Findings
Our aims in this project were to identify what determines whether and how technology is adopted in the NHS, what work had already been undertaken, and how barriers could be overcome.
As a starting point to addressing the factors that influence decision-making, our project team followed the pathway from the laboratory to the GP’s surgery or patient’s home – the decision to develop, the decision to buy and the decision to use – and identified a range of internal (to the NHS) and external factors that can influence the adoption of technology.
The internal factors that can have an impact on decision-making include: government policy, management leadership, the effectiveness of assessment, the efficiency of information-sharing and decision-making. The external factors are: funding, the level of engagement between suppliers and the NHS, agreement on standards, consumer demand (and also consumer concerns).

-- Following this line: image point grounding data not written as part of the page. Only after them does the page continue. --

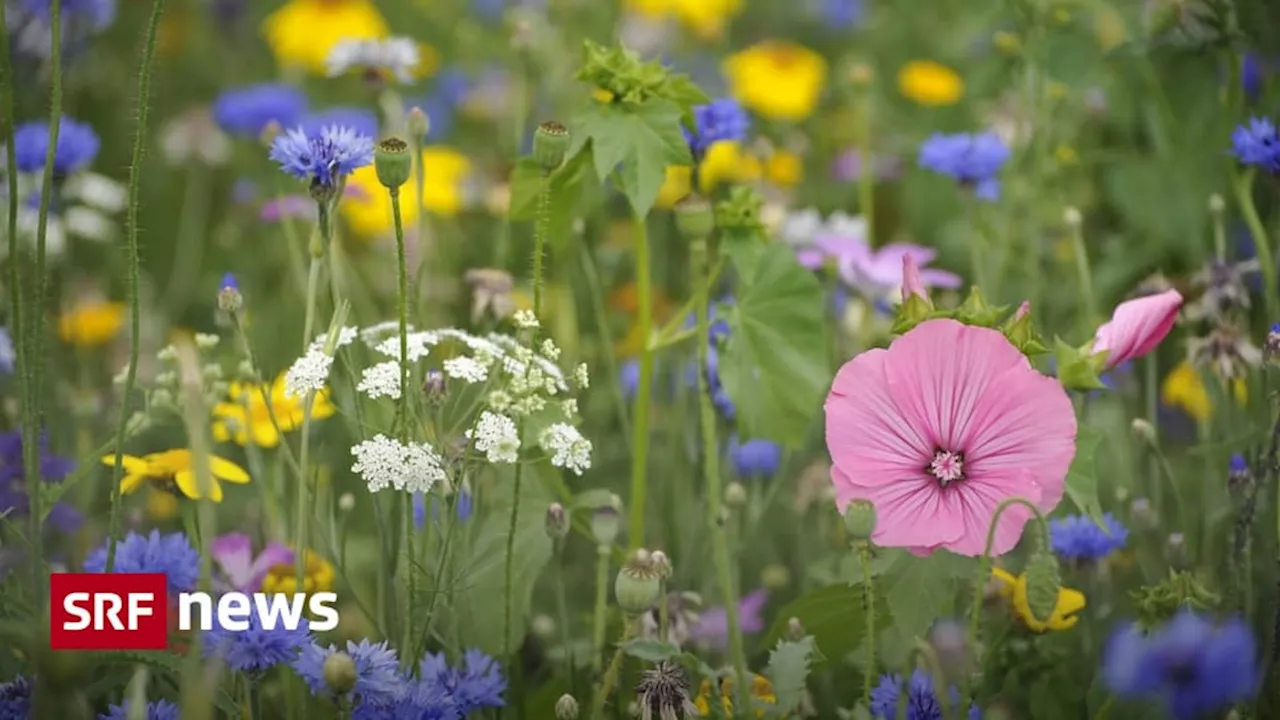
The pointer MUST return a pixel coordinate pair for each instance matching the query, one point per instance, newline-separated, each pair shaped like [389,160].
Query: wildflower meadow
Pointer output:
[657,359]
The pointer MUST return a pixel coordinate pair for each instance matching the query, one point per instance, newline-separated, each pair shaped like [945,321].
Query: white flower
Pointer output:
[567,446]
[466,369]
[383,461]
[380,381]
[525,319]
[307,374]
[394,55]
[497,437]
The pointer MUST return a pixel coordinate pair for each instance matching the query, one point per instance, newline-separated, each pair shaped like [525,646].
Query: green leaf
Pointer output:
[650,651]
[789,673]
[644,139]
[1082,479]
[775,367]
[832,616]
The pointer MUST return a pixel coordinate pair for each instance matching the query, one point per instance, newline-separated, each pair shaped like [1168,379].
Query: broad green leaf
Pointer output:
[775,367]
[832,616]
[1082,479]
[789,673]
[644,139]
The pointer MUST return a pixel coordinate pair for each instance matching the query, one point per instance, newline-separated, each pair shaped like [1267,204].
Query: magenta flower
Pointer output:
[1137,327]
[241,570]
[942,427]
[712,628]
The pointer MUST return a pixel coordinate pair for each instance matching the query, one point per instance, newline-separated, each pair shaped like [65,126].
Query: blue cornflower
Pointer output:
[972,159]
[1078,537]
[158,710]
[1191,664]
[355,118]
[479,683]
[755,458]
[718,121]
[922,701]
[1257,144]
[378,679]
[77,146]
[323,159]
[154,552]
[256,650]
[16,700]
[247,110]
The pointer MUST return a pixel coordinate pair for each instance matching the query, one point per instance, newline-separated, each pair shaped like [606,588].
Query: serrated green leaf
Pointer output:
[789,673]
[832,616]
[643,139]
[1082,479]
[650,651]
[775,365]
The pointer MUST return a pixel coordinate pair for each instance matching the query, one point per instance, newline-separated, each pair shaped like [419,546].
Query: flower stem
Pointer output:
[640,429]
[131,247]
[711,466]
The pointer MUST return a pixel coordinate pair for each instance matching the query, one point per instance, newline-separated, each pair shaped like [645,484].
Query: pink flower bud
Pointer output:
[1137,327]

The study identified four models of how decisions to implement technology can be made and what barriers can impact on each model.
In the top-down model the decision to implement technology is made at the top (the Department of Health) and the large-scale implementation requires significant investment and risk. The barriers identified in this model include: difficulty in gaining funding; lack of strong leadership and direction; limitations of the assessments; consumer fears about data protection; the devolving of purchasing decision to the primary care trust (PCT) level.

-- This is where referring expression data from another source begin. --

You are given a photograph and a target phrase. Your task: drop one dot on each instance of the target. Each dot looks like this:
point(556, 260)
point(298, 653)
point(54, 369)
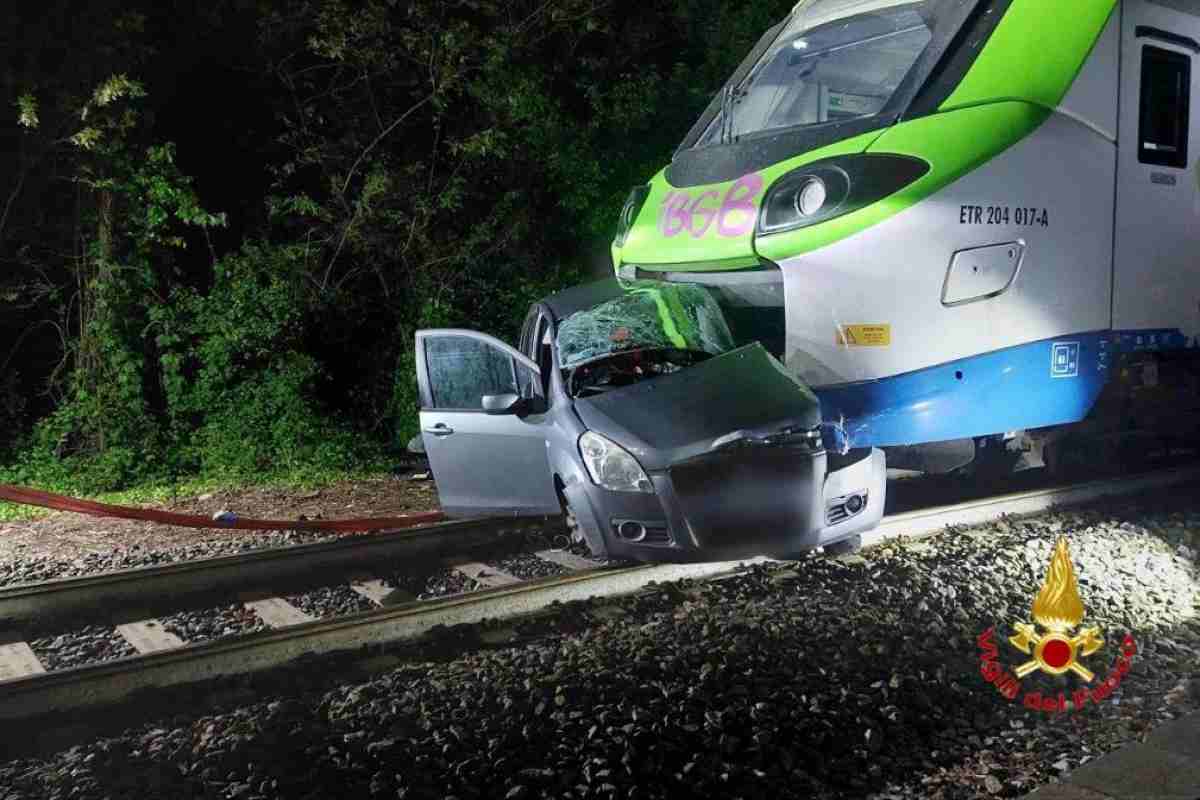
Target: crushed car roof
point(586, 295)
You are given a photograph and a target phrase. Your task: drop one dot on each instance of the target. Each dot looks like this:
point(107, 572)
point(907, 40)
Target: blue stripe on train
point(1053, 382)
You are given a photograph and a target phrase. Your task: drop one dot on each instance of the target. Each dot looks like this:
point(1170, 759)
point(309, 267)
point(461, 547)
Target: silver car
point(653, 415)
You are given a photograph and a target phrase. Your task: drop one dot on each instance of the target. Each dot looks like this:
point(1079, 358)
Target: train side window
point(1165, 92)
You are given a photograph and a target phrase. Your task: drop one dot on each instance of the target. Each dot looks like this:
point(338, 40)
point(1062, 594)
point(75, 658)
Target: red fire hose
point(48, 500)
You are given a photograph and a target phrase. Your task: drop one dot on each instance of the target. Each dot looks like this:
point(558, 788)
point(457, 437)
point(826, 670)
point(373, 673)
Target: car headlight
point(629, 212)
point(611, 465)
point(833, 187)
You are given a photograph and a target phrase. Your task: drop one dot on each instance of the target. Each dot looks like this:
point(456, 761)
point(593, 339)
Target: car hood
point(742, 394)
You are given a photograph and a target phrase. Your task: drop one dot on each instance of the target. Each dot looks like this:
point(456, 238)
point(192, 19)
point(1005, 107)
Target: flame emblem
point(1057, 608)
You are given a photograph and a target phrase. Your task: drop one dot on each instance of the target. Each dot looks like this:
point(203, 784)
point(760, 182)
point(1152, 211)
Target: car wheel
point(574, 530)
point(845, 546)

In the second model – uptake by local management – decision-making is devolved to commissioners in health and social care trusts. This is the most common model in the NHS and can be slow because of the different people involved in the process and the level of risk the investment represents. In this model, the barriers are: lack of resources (including finances); complexities of the financial and planning models at local level and the fact that there is no economy of scale at the purchasing stage; lack of awareness of the benefits and few incentives to invest.

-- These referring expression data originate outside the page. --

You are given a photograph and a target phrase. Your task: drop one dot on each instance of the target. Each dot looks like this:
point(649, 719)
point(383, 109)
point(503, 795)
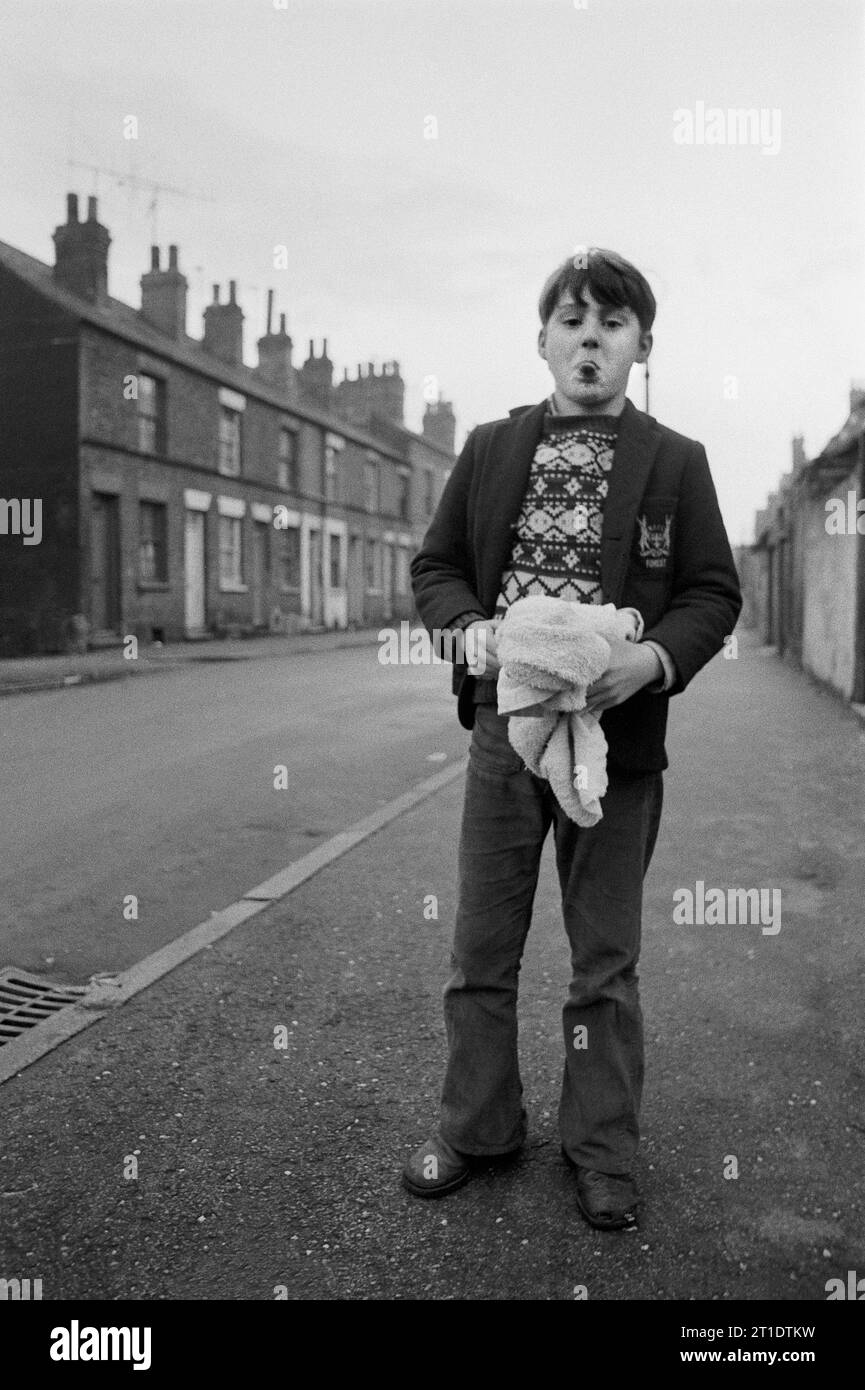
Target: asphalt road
point(163, 788)
point(260, 1168)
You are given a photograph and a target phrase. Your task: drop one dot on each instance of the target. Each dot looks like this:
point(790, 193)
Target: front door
point(388, 578)
point(259, 571)
point(193, 571)
point(104, 563)
point(314, 578)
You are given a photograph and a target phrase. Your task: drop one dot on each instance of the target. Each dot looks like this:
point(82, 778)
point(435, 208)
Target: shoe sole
point(430, 1190)
point(625, 1222)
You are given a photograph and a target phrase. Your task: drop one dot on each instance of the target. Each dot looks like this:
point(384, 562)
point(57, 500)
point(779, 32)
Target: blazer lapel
point(499, 508)
point(636, 449)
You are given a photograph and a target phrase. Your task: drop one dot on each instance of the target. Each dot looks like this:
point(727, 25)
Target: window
point(330, 473)
point(402, 495)
point(373, 565)
point(370, 484)
point(152, 542)
point(231, 555)
point(230, 441)
point(289, 558)
point(335, 562)
point(150, 414)
point(287, 462)
point(333, 446)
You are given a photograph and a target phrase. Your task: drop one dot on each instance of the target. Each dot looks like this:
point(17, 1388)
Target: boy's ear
point(645, 346)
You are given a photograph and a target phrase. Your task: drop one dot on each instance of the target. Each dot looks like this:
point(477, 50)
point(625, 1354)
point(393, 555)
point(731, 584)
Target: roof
point(113, 316)
point(847, 435)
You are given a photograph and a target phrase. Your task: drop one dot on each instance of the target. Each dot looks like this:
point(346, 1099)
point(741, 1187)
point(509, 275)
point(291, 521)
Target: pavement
point(21, 676)
point(237, 1130)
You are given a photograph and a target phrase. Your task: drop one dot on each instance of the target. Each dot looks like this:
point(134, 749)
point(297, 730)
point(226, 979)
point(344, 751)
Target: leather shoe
point(608, 1201)
point(435, 1169)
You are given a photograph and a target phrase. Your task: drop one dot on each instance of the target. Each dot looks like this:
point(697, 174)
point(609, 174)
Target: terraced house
point(185, 494)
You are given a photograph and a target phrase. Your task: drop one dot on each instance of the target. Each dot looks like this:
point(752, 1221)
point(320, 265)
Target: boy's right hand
point(481, 656)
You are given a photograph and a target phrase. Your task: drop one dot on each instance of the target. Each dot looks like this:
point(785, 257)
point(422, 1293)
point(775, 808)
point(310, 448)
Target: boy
point(581, 498)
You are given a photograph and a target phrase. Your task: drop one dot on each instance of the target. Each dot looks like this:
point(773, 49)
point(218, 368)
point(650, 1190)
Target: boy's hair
point(611, 280)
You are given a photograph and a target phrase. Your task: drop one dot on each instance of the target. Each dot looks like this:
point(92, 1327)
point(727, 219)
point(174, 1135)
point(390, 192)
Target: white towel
point(550, 652)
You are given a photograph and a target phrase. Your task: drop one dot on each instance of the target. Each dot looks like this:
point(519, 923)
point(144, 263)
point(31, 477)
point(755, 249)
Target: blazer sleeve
point(442, 570)
point(707, 597)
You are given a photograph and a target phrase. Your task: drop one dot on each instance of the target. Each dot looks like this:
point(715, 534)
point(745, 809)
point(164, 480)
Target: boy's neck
point(562, 406)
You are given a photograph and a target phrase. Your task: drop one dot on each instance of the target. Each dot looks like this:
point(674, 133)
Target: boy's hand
point(480, 649)
point(632, 666)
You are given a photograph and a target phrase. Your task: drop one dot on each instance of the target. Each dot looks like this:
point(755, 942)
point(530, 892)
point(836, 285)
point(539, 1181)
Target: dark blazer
point(664, 551)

In the third model, individual medical professionals can decide to purchase or use a new technology. Implementation occurs on a small scale and the value of the investment is quite small. Barriers in this model are: clinicians may have difficulty presenting a business case to managers and have little guidance on standards; there are few incentives; patients may be resistant.
Finally, consumers can decide to purchase and use a technology themselves, buying direct from the supplier; in this case there may be a limited number of options available and little support offered.
The report of the study presents an ideal scenario for the use of technology in health care and lists technologies that could possibly be in use in 2018. These include technologies that can provide information and advice – for example, text information about pharmacy locations; remote personal trainers; technologies that cater for administrative transactions – for example, appointment reminders by text message, electronic prescription service; and technologies that help to monitor patients’ conditions – for example, alarms that monitor falls, telecare home equipment.
If the ideal scenario is to be achieved there would need to be active involvement of everyone in the health care system from the Department of Health to the consumer. The report recognises that overcoming the barriers to adoption of technology is not straightforward but identifies important benefits. It makes the following recommendations.
- The role of the Department of Health is particularly important: it must provide clear and consistent leadership on the use of technology in health care, co-ordinating and supporting the activities of various agencies who have a remit to develop technologies and reviewing processes for funding and purchasing new developments.
- Active steps should be taken to increase the number of assessments of technology carried out by the National Institute for Health and Clinical Excellence (NICE), to speed up the process, to implement the results, and to roll out the technologies from successful trials.
- Strategic health authorities should promote new technologies and should adopt appropriate funding mechanisms, recognising that investment in technology may need to be paid back over a long period, for example.
- Better communication is needed between the NHS and patients. At a local level, the use and benefits of technologies should be actively promoted where they are likely to improve the outcome and the patient’s experience.
- The partnership between the NHS and the technology industry should be strengthened. The NHS should support those producing new technologies in how best to present their case, and the industry should be aware of the need to demonstrate value to NHS purchasers.